A Different Turf
- First UK edition
- Author: Jon Cleary
- Language: English
- Series: Scobie Malone
- Genre: Detective
- Publisher: HarperCollins (UK) William Morrow (US)
- Publication date: 1997
- Publication place: Australia
- Preceded by: Endpeace
- Followed by: Five Ring Circus

= A Different Turf =

Book by Jon Cleary

A Different Turf is a 1997 novel from Australian author Jon Cleary, the fourteenth book featuring Sydney detective Scobie Malone. A series of gay bashings have taken place throughout Sydney and someone is murdering the culprits. Cleary explored the psychology of serial killers from Australia's leading police profiler, Inspector Bronwyn Killmier, who inspired the character of Tilly Orbost.

==Background==
Cleary was inspired to write the book after receiving criticism for a letter he wrote to the Sydney Morning Herald complaining about the amount of attention given to people who died of AIDS compared to other diseases. Cleary wrote that:
We lost our daughter, at 37, to breast cancer after she had fought it for 3 years. There was no torchlight procession for her or similar victims; no quilts stitched; no vote-grabbing politician appeared at our door with a lighted candle. We kept our grief private, up till now. One person a day dies in Australia of AIDS. Six women die every day in this country of breast cancer. One has a natural sympathy for AIDS sufferers, but people are dying all over the world every day, of a variety of diseases, of malnutrition, of political persecution. None of them, it seems, is fortunate enough to have the vocal and media support that the AIDS unfortunates seem able to muster."

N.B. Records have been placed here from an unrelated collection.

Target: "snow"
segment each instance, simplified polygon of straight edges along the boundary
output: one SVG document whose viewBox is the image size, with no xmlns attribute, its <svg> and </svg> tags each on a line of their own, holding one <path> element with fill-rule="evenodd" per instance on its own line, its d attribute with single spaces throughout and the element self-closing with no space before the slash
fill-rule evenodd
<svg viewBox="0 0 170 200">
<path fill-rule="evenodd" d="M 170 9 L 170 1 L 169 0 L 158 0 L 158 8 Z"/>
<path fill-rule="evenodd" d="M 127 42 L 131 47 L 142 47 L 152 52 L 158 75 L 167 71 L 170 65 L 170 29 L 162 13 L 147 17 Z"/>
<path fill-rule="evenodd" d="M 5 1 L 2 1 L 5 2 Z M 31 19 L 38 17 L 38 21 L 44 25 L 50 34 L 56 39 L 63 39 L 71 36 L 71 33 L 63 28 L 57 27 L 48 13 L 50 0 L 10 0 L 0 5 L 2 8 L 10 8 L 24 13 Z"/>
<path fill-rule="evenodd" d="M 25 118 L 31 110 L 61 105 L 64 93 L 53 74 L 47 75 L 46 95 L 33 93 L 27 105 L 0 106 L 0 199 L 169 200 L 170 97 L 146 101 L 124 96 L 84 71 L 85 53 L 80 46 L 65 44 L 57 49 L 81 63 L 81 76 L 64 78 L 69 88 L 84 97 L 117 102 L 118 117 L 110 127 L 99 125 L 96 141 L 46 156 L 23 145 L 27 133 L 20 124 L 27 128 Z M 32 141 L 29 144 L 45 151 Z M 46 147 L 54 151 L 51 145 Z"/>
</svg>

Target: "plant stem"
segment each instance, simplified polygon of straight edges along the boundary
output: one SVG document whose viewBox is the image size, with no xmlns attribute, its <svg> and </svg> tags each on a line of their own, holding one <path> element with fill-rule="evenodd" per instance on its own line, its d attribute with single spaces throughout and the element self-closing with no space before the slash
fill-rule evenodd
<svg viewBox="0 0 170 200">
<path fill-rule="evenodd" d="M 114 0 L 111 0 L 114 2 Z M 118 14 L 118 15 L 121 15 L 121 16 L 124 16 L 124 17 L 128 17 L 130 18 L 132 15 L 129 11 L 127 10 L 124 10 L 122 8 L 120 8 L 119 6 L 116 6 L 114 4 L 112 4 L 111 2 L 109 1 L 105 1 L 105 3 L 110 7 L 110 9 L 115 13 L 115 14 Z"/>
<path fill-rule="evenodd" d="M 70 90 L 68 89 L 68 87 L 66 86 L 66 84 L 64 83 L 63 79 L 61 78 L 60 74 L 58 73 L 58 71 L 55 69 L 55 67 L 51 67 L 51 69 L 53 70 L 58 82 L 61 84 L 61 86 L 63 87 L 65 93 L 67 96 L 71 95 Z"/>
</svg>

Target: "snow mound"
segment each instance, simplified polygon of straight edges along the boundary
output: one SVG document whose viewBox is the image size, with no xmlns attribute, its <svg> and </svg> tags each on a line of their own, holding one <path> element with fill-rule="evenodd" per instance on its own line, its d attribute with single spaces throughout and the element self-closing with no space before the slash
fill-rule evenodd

The letter was controversial and made Cleary reflect whether he should reconsider his attitudes. He thought he could use the format of a Scobie Malone book to explore the gay community of Sydney. Cleary:
I went to the police gay and lesbian liaison unit and explained the moral baggage of my generation, but that I wanted to be as impartial as I could. They were very helpful. The book is a polemic about justice and respect for the other side. I don't go to gay bars and the sleaze ball but I write about the love that is in homosexuality. I don't paint Scobie Malone as an uncritical observer of the scene. There's so much of me in Malone. My prejudices are his. He gets rid of his in the book.

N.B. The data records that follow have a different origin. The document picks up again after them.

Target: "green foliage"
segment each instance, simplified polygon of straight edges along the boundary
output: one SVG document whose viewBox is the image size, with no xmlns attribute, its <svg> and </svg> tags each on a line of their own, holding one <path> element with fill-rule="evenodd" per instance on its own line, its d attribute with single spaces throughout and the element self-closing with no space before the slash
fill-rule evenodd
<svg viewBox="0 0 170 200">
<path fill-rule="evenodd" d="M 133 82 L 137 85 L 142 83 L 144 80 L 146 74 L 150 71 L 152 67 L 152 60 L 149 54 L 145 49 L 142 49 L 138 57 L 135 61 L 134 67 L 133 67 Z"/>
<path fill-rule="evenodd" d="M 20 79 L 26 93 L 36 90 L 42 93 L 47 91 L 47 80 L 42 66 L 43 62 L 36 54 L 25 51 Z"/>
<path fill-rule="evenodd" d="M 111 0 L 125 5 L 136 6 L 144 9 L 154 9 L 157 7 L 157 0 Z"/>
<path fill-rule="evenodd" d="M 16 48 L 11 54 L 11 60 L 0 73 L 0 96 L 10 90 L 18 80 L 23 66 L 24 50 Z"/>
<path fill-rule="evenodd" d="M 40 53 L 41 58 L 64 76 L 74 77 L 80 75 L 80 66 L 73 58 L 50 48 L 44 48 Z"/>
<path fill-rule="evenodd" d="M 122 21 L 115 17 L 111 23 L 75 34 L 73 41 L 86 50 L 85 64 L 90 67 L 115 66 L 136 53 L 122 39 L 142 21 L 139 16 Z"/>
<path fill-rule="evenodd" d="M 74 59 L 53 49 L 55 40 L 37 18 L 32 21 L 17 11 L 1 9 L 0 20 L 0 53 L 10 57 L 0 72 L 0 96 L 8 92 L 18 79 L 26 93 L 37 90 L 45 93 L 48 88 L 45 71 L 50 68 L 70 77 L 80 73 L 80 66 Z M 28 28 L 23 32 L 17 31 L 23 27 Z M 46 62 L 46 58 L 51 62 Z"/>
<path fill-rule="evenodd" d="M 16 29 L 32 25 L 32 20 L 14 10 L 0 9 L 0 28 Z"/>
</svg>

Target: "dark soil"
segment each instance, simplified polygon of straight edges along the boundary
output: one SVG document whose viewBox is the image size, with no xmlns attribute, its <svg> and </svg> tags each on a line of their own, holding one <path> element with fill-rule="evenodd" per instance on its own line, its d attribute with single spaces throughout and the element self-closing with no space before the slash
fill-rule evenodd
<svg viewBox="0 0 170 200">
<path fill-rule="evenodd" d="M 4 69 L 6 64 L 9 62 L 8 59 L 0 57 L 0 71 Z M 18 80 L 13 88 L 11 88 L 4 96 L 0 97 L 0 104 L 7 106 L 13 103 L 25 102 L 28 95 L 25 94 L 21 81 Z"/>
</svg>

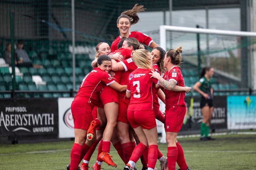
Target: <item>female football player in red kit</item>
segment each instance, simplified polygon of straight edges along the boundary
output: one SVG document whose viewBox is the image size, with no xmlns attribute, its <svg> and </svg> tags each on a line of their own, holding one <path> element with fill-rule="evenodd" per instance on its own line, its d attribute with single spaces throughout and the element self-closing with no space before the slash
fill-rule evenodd
<svg viewBox="0 0 256 170">
<path fill-rule="evenodd" d="M 75 142 L 70 153 L 70 170 L 77 169 L 85 154 L 82 153 L 86 153 L 93 142 L 93 140 L 86 140 L 86 134 L 92 119 L 92 110 L 99 100 L 99 93 L 104 84 L 120 91 L 126 88 L 126 86 L 120 85 L 115 82 L 108 73 L 111 69 L 111 63 L 107 55 L 100 56 L 97 63 L 98 67 L 94 68 L 84 78 L 71 104 Z M 101 121 L 100 119 L 98 121 Z"/>
<path fill-rule="evenodd" d="M 131 10 L 122 12 L 118 17 L 116 24 L 119 29 L 120 35 L 112 43 L 111 46 L 112 52 L 117 49 L 117 44 L 123 37 L 135 38 L 140 42 L 145 44 L 152 48 L 158 46 L 150 37 L 145 34 L 138 31 L 130 32 L 129 31 L 131 25 L 136 23 L 139 20 L 140 18 L 137 14 L 144 11 L 145 9 L 143 8 L 143 5 L 136 4 Z"/>
<path fill-rule="evenodd" d="M 166 105 L 165 128 L 168 144 L 168 168 L 170 170 L 175 169 L 176 161 L 181 170 L 189 169 L 186 163 L 182 148 L 176 139 L 178 133 L 182 125 L 186 111 L 184 101 L 185 92 L 173 91 L 173 88 L 176 85 L 184 86 L 182 75 L 178 67 L 181 62 L 180 53 L 182 51 L 181 46 L 180 46 L 177 49 L 170 50 L 166 53 L 164 61 L 164 67 L 167 69 L 167 71 L 163 77 L 155 72 L 150 73 L 152 74 L 152 78 L 157 79 L 160 82 L 159 85 L 165 88 Z M 186 92 L 189 90 L 190 89 L 188 89 Z"/>
</svg>

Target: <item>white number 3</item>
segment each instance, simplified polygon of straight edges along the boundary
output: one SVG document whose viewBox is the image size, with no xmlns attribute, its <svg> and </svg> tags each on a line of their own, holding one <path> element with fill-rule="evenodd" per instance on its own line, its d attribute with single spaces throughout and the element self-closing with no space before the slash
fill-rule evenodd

Cleary says writing the book made him more sympathetic to the gay cause.

==Reception==
Reviewer Stuart Coupe wrote that:
It must be said that with the Malone series Cleary has become a touch erratic, as has Ed McBain with his 87th Precinct series and Elmore Leonard with whatever fascinates him at the time. The books are never less than enjoyable but often read as though they've been produced out of habit rather than having any new territory to explore. But when he's "on", Cleary is very, very on - and A Different Turf is arguably the finest achievement of this long-running series.